Meski begitu, dinas memastikan pengawasan kesehatan hewan di kawasan tersebut rutin dilakukan setiap tahun.
Kepala Bidang Veteriner Dispangtan Solo Agus Sasmito mengatakan pihaknya selama ini melakukan langkah pencegahan penyakit melalui pemberian disinfektan, pengobatan, obat cacing hingga vaksinasi terhadap ternak di kawasan TPA Putri Cempo.
“Kita tidak ada perhatian khusus di sana. Kita setiap tahun rutin kegiatan pencegahan penyakit hewan di sana. Pemberian disinfektan, pengobatan, obat cacing, kemudian vaksinasi,” kata Agus, Rabu (20/5/2026).

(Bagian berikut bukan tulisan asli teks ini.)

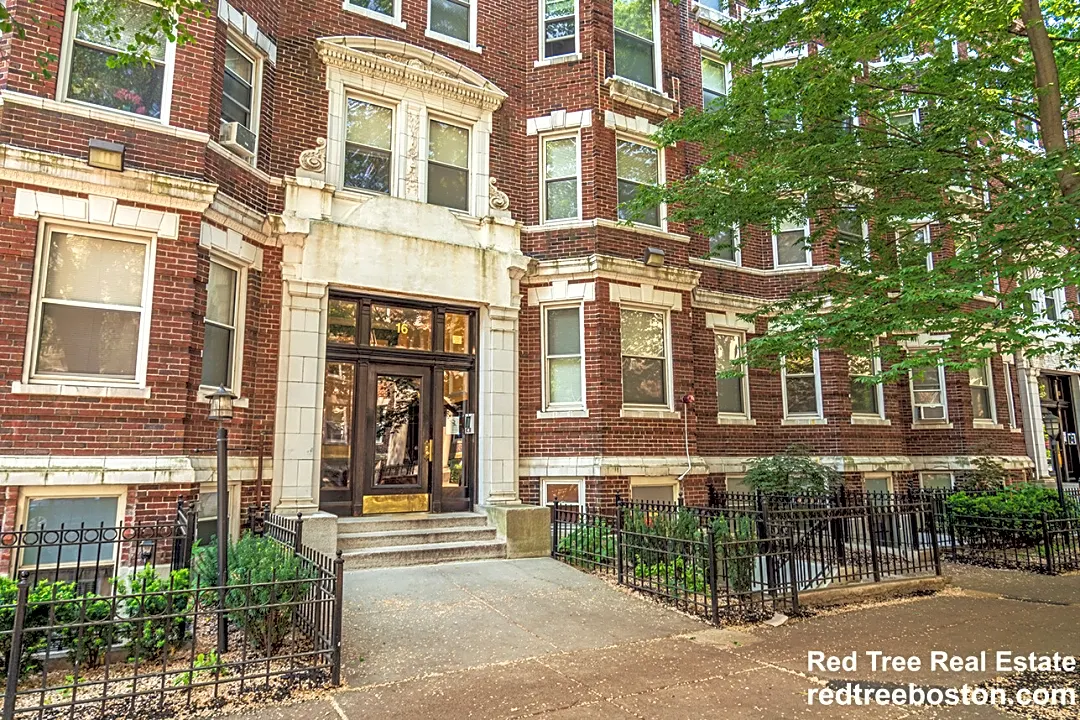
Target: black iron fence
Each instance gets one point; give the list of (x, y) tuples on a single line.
[(122, 622)]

Menurut Agus, populasi sapi di kawasan Putri Cempo kini juga sudah jauh berkurang dibanding tahun-tahun sebelumnya. Namun demikian, ia tetap menyarankan sapi yang selama ini mengonsumsi sampah tidak langsung dipotong untuk kurban tanpa proses karantina.

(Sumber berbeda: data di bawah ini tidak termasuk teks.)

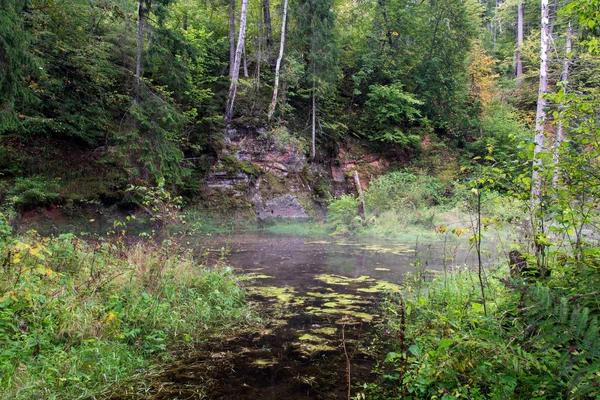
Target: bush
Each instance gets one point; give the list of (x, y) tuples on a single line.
[(400, 190), (343, 214), (533, 343), (77, 319)]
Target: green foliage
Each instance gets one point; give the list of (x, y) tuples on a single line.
[(342, 214), (391, 108), (16, 62), (76, 319), (400, 190), (157, 202), (529, 346), (501, 130)]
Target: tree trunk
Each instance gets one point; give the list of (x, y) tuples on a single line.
[(278, 65), (518, 59), (363, 205), (237, 62), (269, 28), (314, 123), (231, 36), (314, 116), (540, 117), (140, 44), (559, 129)]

“Kita sarankan untuk dikarantina. Tetapi karantina itu tidak memberikan efek ke hewannya itu. Karena maaf pemakan sampah itu kan sudah berlangsung lama dan tidak mengurangi jumlah residu di dalam daging sapi itu sendiri,” ujarnya.
Sementara itu, Kepala Dispangtan Solo Wahyu Kristina mengatakan pihaknya telah menurunkan 80 tim pemeriksa hewan kurban yang tersebar di lima kecamatan. Tim tersebut bertugas memeriksa kondisi kesehatan hewan di lokasi penjualan kurban.

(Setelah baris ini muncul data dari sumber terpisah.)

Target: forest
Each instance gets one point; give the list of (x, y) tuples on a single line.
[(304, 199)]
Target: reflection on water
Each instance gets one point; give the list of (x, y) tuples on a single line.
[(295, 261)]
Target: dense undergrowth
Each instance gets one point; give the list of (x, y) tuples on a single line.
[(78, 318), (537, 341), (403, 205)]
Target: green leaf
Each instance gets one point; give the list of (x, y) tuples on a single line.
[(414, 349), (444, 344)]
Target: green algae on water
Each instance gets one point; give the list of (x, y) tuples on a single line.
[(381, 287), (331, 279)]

Selain pemeriksaan kesehatan, petugas juga memberikan vaksinasi untuk mencegah penyakit menular dan memastikan hewan yang disembelih dalam kondisi sehat.
Pemerintah Kota Solo juga memperketat pengawasan lalu lintas hewan kurban yang masuk dan keluar wilayah kota menjelang Iduladha.